The House and Senate Appropriations Committees hold virtual public hearings on the governor’s proposed fiscal 2022 budget at 1 p.m. and again at 6 p.m.
• The House Appropriations Committee will be hearing from state government department and agency heads all week as the budget process begins in earnest. The same holds true for the House Commerce and Economic Development Committee.
• The Senate Judiciary Committee continues its work on S. 18, a bill that would bar certain serious offenses from “good time” sentencing.
• In the Senate Education Committee, an update on the PreK-12 COVID-19 response is set for 1:15 p.m. A host of executive directors have been invited: Jay Nichols of the Vermont Principals’ Association, Jeff Francis of the Vermont Superintendents Association, Sue Ceglowski of the Vermont School Boards Association, and Jeff Fannon of the Vermont NEA.
• Also planned for Tuesday afternoon, and continuing through the week, is discussion of S. 16, a bill that would establish a School Discipline Advisory Council to collect and report accurate data on school suspensions and expulsions.
Nationally, according to the bill, Black students are suspended and expelled at a rate two times greater than white students. But Vermont’s data is incomplete.
“More data on school discipline practices in Vermont is necessary to understand what strategies are effective and to encourage the adoption of these strategies at the local level,” says the bill, submitted by Sen. Dick Sears, D-Bennington.
At 10 a.m. Joe Segale, the policy, planning and research bureau director at the Agency of Transportation, is scheduled to give an update on autonomous vehicle testing to the House Transportation Committee. Yes, you read that right: we’re talking about cars that drive themselves.

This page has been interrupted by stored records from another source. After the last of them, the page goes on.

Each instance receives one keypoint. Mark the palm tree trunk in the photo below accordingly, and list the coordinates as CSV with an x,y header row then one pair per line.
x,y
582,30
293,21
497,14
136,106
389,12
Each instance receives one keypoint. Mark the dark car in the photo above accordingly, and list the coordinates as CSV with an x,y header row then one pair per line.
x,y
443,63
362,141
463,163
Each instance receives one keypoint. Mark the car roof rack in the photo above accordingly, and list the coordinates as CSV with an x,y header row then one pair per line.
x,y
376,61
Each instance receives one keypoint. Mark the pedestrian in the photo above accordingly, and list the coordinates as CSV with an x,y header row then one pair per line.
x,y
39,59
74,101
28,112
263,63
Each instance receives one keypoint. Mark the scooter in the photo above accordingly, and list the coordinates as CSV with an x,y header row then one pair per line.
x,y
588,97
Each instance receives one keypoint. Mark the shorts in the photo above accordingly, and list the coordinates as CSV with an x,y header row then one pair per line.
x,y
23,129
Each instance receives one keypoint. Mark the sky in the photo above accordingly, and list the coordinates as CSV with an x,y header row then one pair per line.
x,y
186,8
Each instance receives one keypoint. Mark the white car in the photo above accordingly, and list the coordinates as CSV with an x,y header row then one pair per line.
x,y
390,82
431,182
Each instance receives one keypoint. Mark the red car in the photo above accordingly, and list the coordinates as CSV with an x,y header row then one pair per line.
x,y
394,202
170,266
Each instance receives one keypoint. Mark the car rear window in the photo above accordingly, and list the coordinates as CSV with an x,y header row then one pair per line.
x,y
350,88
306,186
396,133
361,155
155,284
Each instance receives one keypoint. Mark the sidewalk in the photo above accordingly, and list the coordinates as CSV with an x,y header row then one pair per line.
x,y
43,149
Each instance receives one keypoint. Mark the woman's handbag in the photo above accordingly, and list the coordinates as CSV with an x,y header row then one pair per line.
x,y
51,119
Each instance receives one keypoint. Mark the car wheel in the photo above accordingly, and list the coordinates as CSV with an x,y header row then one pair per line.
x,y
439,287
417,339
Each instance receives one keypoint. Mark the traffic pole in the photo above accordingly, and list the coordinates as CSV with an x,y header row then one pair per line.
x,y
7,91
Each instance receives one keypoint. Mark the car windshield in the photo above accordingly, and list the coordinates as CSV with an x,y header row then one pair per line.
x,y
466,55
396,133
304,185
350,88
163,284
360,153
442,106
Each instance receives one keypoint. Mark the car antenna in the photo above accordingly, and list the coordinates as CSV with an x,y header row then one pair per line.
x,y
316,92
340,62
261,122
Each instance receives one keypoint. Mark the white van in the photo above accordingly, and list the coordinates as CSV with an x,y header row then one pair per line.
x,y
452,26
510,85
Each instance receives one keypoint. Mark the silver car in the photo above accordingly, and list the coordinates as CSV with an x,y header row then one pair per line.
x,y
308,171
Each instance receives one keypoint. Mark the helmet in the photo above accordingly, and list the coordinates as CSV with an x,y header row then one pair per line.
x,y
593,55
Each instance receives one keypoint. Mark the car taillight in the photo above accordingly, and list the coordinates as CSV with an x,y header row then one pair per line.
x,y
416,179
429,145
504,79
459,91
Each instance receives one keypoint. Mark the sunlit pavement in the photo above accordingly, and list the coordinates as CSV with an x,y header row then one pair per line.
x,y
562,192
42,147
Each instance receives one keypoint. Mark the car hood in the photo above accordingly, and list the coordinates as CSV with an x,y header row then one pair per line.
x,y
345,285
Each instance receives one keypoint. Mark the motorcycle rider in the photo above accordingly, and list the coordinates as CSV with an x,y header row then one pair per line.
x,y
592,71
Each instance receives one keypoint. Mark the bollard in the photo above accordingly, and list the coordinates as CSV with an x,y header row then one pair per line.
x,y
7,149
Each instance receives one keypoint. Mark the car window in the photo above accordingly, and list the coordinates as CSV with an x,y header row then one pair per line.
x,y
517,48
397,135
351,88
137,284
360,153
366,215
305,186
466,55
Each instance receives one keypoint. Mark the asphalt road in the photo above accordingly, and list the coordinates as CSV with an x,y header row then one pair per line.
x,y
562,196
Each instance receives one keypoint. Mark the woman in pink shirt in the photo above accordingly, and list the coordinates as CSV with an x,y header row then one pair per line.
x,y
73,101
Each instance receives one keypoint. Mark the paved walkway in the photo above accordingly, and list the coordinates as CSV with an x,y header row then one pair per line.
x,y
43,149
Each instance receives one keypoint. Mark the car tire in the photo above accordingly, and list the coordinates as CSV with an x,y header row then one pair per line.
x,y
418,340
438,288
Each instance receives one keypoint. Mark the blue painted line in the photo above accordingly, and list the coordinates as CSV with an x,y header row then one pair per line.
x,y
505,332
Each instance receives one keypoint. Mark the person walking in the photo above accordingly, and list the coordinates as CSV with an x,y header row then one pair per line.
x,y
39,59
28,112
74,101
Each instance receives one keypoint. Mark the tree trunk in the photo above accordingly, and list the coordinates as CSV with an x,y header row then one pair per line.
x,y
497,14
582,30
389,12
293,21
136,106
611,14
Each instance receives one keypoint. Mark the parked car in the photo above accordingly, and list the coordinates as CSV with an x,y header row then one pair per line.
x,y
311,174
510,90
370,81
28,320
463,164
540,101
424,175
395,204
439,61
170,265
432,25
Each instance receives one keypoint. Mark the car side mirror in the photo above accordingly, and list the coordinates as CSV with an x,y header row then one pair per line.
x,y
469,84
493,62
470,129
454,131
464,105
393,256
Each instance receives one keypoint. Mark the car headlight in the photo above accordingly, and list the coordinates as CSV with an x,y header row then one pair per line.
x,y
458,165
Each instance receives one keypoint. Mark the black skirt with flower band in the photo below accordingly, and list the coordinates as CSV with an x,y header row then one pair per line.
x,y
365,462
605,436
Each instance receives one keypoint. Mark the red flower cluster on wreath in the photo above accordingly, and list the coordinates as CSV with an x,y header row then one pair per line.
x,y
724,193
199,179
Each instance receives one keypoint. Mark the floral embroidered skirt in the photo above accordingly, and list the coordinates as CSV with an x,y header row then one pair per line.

• The House Judiciary Committee welcomes Department of Public Safety Commissioner Michael Schirling for a discussion of the model statewide law enforcement use of force policy. The panel will then hear testimony on H. 145, a bill proposing changes in the use of force statute passed by the Legislature and signed into law last summer.
• Also Thursday morning: The Senate and House Agriculture Committees take testimony on the Farm to Plate program.
How many calls have you gotten in the past week (or day) about your car’s extended warranty? If so you might be interested in S.11, “An act relating to prohibiting robocalls,” starting at 8:30 a.m. in Senate Judiciary. Also on the Friday committee agenda: Discussion of how internet and cell phone providers have been charging for data overages during the pandemic.